L'esercizio comincia ad avere un vero e proprio andamento ipnotico con un crescendo di esaltazione in cui i vari partecipanti lasciano andare nel fuoco il loro rapporto con la madre, la relazione col pedofilo, e tutto ciò che sono stati convinti di avere di "perverso" o "non sciolto a livello di processo personale". Poi il maestro passa alla mistica fase successiva in cui non si urla più al fuoco ciò che si sta lasciando andare ma ci si appella direttamente a Dio dicendo "Dio ti offro...." e qui c'è chi mette la propria integrità, vulnerabilità, ecc, finchè, tutti esaltati e con gli occhi grondanti lagrime d'esaltazione cominciano ad urlare "Dio ti offro la mia vita" e giù a singhiozzare in preda all'esperienza mistica.

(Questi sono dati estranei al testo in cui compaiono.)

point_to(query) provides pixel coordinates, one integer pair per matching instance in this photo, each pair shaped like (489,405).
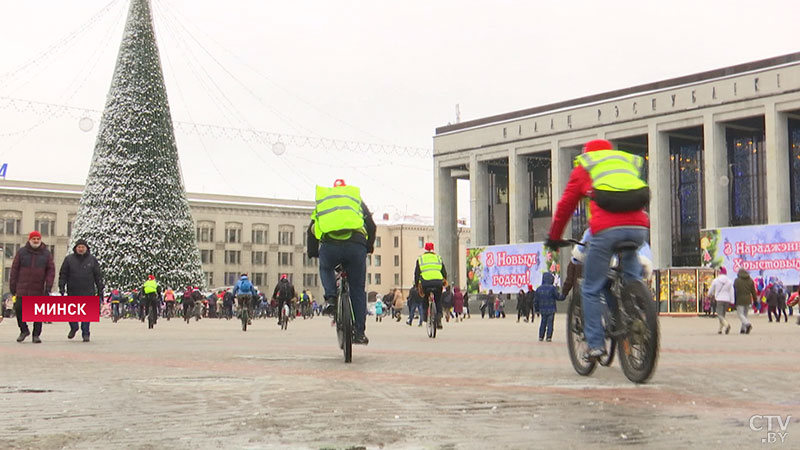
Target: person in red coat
(32,274)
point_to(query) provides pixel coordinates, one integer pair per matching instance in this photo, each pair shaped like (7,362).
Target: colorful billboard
(763,250)
(509,268)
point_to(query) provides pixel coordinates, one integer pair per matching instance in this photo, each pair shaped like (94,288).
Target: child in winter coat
(545,304)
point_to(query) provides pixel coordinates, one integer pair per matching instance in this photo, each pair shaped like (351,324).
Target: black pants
(23,327)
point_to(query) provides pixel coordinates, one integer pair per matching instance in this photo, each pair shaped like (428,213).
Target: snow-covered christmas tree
(133,212)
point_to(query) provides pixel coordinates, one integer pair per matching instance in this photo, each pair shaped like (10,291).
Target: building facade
(259,236)
(722,149)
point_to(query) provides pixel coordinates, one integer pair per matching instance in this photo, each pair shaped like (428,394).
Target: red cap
(597,144)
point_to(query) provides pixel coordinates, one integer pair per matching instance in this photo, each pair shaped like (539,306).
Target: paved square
(479,384)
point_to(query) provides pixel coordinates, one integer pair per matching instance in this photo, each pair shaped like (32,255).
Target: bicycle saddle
(624,246)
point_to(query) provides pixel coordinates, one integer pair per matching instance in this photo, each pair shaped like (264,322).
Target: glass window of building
(207,256)
(310,280)
(286,235)
(231,278)
(10,222)
(687,202)
(10,249)
(258,258)
(747,177)
(285,259)
(45,223)
(794,168)
(205,231)
(233,232)
(259,234)
(233,257)
(259,279)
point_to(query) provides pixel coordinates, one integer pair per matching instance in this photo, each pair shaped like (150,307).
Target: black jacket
(80,274)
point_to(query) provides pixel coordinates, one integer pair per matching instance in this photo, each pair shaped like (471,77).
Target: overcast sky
(359,71)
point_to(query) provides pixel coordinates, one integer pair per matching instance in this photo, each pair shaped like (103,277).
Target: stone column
(479,201)
(445,220)
(776,134)
(660,197)
(715,165)
(518,197)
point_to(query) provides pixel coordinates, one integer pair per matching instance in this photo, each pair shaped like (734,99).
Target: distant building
(262,237)
(722,149)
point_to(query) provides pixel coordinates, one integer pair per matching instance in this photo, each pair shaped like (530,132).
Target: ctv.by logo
(776,427)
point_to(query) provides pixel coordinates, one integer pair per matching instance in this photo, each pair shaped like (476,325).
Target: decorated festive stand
(680,290)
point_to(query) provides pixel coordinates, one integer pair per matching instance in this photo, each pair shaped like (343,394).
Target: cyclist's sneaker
(360,339)
(596,353)
(330,306)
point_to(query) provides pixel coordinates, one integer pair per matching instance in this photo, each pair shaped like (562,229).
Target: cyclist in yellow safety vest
(612,181)
(152,291)
(342,232)
(431,274)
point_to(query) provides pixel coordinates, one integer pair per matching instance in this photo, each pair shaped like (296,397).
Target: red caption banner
(71,308)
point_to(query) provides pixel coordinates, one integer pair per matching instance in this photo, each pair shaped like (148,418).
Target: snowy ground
(480,384)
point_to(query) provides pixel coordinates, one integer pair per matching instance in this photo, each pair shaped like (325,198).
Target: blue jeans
(84,328)
(413,306)
(595,273)
(546,325)
(353,257)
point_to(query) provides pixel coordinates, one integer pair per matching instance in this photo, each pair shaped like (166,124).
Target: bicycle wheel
(431,322)
(611,343)
(638,347)
(576,341)
(345,319)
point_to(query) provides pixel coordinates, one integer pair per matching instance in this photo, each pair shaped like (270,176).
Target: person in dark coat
(545,304)
(80,275)
(32,274)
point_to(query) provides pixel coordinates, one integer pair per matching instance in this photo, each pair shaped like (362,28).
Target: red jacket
(579,186)
(32,271)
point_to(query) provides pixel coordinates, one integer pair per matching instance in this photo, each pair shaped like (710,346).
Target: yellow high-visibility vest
(430,266)
(338,212)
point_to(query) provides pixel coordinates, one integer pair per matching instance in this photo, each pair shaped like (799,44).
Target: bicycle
(344,318)
(430,322)
(631,326)
(285,316)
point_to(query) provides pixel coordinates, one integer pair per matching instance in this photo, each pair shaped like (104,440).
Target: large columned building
(722,149)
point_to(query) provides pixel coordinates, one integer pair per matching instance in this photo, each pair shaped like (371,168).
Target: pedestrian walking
(745,293)
(80,275)
(32,274)
(722,291)
(545,304)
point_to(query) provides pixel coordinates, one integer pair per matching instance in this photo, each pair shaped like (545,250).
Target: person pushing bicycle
(342,232)
(611,181)
(431,275)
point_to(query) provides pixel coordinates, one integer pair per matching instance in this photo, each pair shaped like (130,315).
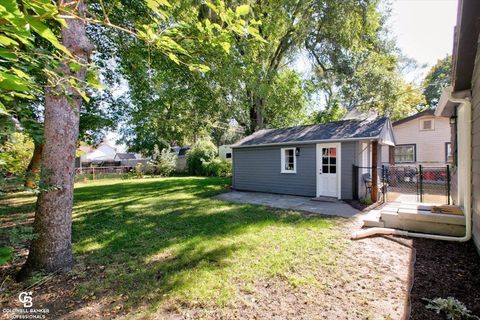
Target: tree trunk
(33,168)
(52,249)
(256,114)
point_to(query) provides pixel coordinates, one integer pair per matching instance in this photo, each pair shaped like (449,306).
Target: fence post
(420,182)
(448,184)
(384,184)
(355,181)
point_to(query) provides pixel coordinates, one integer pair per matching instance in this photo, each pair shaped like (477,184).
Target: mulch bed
(445,269)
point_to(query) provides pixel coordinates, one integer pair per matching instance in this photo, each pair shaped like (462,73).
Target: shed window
(289,161)
(427,124)
(405,153)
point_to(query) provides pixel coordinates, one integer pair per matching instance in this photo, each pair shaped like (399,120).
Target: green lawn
(145,245)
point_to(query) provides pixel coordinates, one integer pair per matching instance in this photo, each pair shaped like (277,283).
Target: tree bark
(51,251)
(33,168)
(256,114)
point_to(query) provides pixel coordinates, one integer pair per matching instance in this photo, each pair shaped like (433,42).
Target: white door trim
(339,167)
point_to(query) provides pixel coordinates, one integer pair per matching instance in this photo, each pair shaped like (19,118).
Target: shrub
(202,151)
(217,168)
(451,307)
(164,163)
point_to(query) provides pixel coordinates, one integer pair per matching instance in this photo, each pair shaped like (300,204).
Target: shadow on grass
(140,243)
(156,238)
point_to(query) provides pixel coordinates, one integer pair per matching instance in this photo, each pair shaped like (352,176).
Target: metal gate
(417,184)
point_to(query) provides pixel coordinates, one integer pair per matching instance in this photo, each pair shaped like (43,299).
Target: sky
(424,28)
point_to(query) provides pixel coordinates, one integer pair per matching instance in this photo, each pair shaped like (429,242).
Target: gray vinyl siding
(476,150)
(348,158)
(258,169)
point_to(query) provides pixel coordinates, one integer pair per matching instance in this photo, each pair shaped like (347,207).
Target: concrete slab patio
(330,208)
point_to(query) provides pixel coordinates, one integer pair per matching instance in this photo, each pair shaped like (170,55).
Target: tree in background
(51,250)
(437,78)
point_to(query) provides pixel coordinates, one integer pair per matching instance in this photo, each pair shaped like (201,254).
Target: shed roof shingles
(337,130)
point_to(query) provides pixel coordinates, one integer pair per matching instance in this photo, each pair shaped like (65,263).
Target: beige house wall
(476,150)
(430,144)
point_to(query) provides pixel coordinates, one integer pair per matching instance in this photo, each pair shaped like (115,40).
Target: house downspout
(467,204)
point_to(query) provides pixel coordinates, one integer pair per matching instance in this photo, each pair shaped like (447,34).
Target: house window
(427,124)
(289,161)
(405,153)
(448,152)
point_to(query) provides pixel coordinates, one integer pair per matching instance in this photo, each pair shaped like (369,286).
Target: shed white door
(328,170)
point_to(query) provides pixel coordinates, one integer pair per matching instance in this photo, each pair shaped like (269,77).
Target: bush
(164,163)
(217,168)
(201,152)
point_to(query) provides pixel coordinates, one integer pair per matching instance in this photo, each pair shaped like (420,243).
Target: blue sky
(424,28)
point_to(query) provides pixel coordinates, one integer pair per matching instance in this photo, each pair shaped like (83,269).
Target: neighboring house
(129,159)
(315,160)
(225,152)
(103,153)
(421,139)
(181,163)
(461,103)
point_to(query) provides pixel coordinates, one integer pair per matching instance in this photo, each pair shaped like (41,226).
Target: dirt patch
(370,281)
(445,269)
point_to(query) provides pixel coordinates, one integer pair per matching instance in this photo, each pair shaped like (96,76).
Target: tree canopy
(437,78)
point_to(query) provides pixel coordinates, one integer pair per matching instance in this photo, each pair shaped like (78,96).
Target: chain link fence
(404,183)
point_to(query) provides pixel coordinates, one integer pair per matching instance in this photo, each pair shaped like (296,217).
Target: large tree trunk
(256,114)
(52,249)
(33,168)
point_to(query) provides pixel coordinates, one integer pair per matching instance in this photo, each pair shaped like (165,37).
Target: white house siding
(430,145)
(476,150)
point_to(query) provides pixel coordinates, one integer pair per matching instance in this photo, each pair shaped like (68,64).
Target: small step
(373,219)
(325,199)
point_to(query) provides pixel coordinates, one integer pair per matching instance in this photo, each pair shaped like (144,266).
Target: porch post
(374,171)
(391,155)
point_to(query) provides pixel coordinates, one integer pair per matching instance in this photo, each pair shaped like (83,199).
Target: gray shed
(314,160)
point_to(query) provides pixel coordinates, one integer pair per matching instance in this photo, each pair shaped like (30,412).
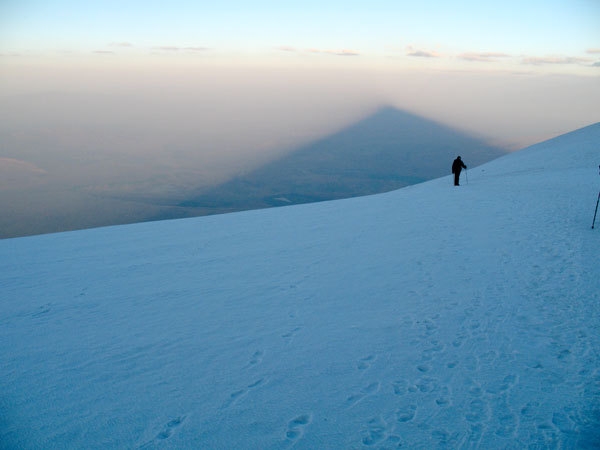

Se la memoria non mi inganna, è stato proprio durante questa bella cerimonia che esalta l'animo verso i contenuti più alti della sfera spirituale che la moglie del maestro è caduta a terra svenuta perchè duramente provata dai giorni precedenti e con bronchite e 40 di febbre ed è stata lasciata giacere lì dov'era a "farsi il suo processo" perchè, secondo il maestro e quella manica di cialtroni che ha intorno, voleva solo "attirare l'attenzione". Alla faccia dei contenuti spirituali, verrebbe da dire!

Alla fine di questo mistico esercizio, una volta che l'animo dei partecipanti era ben esaltato e in "comunione con Dio e l'universo intero" nonchè sulla via tracciata dallo spirito stesso, il cerchio si scioglie e il maestro dice che chi vuole può rimanere a dormire vicino al fuoco o nel tempio stesso, ovviamente dopo la cena che si terrà verso le 23-24.
Il giorno dopo chi vuole può fare ki-trainig e dopo colazione c'è la "cerimonia di chiusura" dell'intensivo.
Le persone vengono fatte entrare nel tempio dove il maestro ha preparato, all'interno del cerchio delle sedie su cui si siedono i partecipanti, un cerchio di lumini spenti con sotto una figurina degli angeli di Findhorn (maggiori info su queste cartine si ottengono con una breve ricerca con google). In mezzo al cerchi c'è un grosso cero acceso e a turno i partecipanti devono prendere il lumino che "sentono" li stia chiamando e andare ad accenderlo sul grosso cero al centro e poi condividere al gruppo l'angelo che c'è sotto. Se ancora qualcuno si vuol fare qualche processino può prendere spunto dal fatto che non riesce ad accendere bene il suo lumino, o che il lumino si spegne, o che gli cade mentre l'accende ecc.
Se rimangono le ultime condivisioni da fare si possono fare e poi ci si saluta e si va a mangiare e poi si parte per tornare a casa.
Il maestro non manca di ricordare di "portare con sè ciò che si è appreso durante l'intensivo nella vita di tutti i giorni".
Alcuni dei fidati assistenti si fermano per aiutare a smontare la scenografia dell'intensivo e a montare quella del pre-master che comincerà la sera dopo.
Tutti si salutano come saluterebbero dei vecchi e carissimi amici, con parole di incoraggimento e imperituro affetto, salvo restando il fatto che pochissimi si frequenteranno all'infuori dei seminari e praticamente nessuno ti rivolgerà più la parola se decidi di uscire dal gruppo.